As a publication that thrives on dumb spectacles, may we say "Umm, yes please!"
The idea of Arianna Huffington taking a break from her grueling napping schedule to sit down with Swisher and defend a company that she really doesn't know much about on a day-to-day basis is the stuff of which snarky blogger dreams are made. To imagine that Swisher won't jump all over this switcheroo as a galling example of tokenism is the most wishful kind of thinking. In fact, Swisher is already letting Uber know now that's almost definitely what's going to happen:
Since we also wanted to talk about the business, we asked for venture capitalist and Uber board member Bill Gurley to join her, as he has been deeply involved in Uber’s operations since its founding and has opined publicly about it until recently. He has thus far declined the Code invitation. Gurley also did not respond to a text and an email he was sent, which he has never done before.
Also a “no” so far per Uber were requests for key Kalanick colleague and SVP Emil Michael, board chairman Garrett Camp and board member David Bonderman. One possible person that Uber has said might be able to join Huffington is human resources head Liane Hornsey, but that is currently unconfirmed until closer to the event.
In other words, replacing Kalanick and manning up to address serious gender issues at Uber when the men could not bring themselves to, could be two women.
Yeah, classic Silicon Valley, and all you need to know to understand the problems at Uber.
The money culture of Silicon Valley is predicated on managing public perception of your startup by feigning total devotion to higher forms of business and human nature. So boldly theatrical is the whole thing that it verges on kabuki. To pretend that he can just blow off this kind of opportunity to publicly voice a "mea culpa" to the moral arbiter of Silicon Valley gender dynamics is the kind of terrible decision making that we usually only see from, well, Uber.
Sure, this all reads like a little too "Valley Insider" for Wall Street readers, but it's not when you consider that Uber is still widely considered to be the biggest looming IPO anywhere. To see Kalanick make these kind of tone-deaf moves should give Goldman Sachs, Morgan Stanley and everyone else who does huge tech IPOs (haha, it's only Goldman and Morgan) a moment of pause not just about Uber, but about all the other mega-startups being led by other untested mega-CEOs, like Evan Spiegel at Snap and Brian Chesky at Airbnb. Very few of the guys demanding huge commitments from investors have more experience than Kalanick at running a huge company and there's no way to ensure that they won't deal with crisis management in a similarly batshit way.
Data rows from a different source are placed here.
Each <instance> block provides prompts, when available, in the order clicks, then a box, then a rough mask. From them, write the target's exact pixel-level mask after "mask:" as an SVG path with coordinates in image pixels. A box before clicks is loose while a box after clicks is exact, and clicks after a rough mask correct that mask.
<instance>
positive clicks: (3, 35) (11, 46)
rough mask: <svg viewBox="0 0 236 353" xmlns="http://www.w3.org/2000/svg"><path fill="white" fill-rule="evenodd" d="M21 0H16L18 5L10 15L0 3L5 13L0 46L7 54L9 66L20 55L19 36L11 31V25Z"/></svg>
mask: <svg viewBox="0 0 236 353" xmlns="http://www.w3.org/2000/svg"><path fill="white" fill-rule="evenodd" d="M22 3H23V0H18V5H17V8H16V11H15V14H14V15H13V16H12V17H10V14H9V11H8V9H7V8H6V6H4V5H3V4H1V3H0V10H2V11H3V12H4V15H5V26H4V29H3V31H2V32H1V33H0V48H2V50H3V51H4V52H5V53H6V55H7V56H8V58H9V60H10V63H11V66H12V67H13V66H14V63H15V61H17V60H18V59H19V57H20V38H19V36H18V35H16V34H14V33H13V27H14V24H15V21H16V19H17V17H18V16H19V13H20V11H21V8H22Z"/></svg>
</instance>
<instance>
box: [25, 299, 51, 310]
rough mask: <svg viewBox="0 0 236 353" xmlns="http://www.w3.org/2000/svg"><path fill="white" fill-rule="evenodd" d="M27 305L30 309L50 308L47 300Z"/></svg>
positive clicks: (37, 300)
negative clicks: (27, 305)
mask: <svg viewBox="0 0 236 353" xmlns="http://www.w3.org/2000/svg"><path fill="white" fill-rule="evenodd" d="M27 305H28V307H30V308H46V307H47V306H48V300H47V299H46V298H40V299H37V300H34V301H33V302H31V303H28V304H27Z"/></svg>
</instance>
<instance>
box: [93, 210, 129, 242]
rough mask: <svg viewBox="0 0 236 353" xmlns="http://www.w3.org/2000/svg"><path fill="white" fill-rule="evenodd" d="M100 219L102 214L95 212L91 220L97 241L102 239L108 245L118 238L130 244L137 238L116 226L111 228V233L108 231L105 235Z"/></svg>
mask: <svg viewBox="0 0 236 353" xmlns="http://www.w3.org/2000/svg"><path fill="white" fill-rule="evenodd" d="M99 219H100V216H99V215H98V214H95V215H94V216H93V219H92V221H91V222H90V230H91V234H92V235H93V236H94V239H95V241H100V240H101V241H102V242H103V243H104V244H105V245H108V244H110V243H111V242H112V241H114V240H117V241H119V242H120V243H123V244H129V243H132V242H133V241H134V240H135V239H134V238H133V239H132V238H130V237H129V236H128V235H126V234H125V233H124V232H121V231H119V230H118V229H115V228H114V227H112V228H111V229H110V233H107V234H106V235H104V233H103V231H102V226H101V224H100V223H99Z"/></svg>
This whole notion has become a comic trope surrounding tech for awhile now, but we're finally starting to see it come to life in guys like Kalanick and former Tinder CEO/Dealbreaker Hall-of-Famer Sean Rad. No Trumpian corporate tax break can make unqualified CEOs ready for the glare of media attention when you're in the heat of a public meltdown. Perhaps the real problem with the possible tech bubble is that these guys aren't getting out enough.
On the bright side, we'll definitely be trying to get a ticket to the Code Conference this year.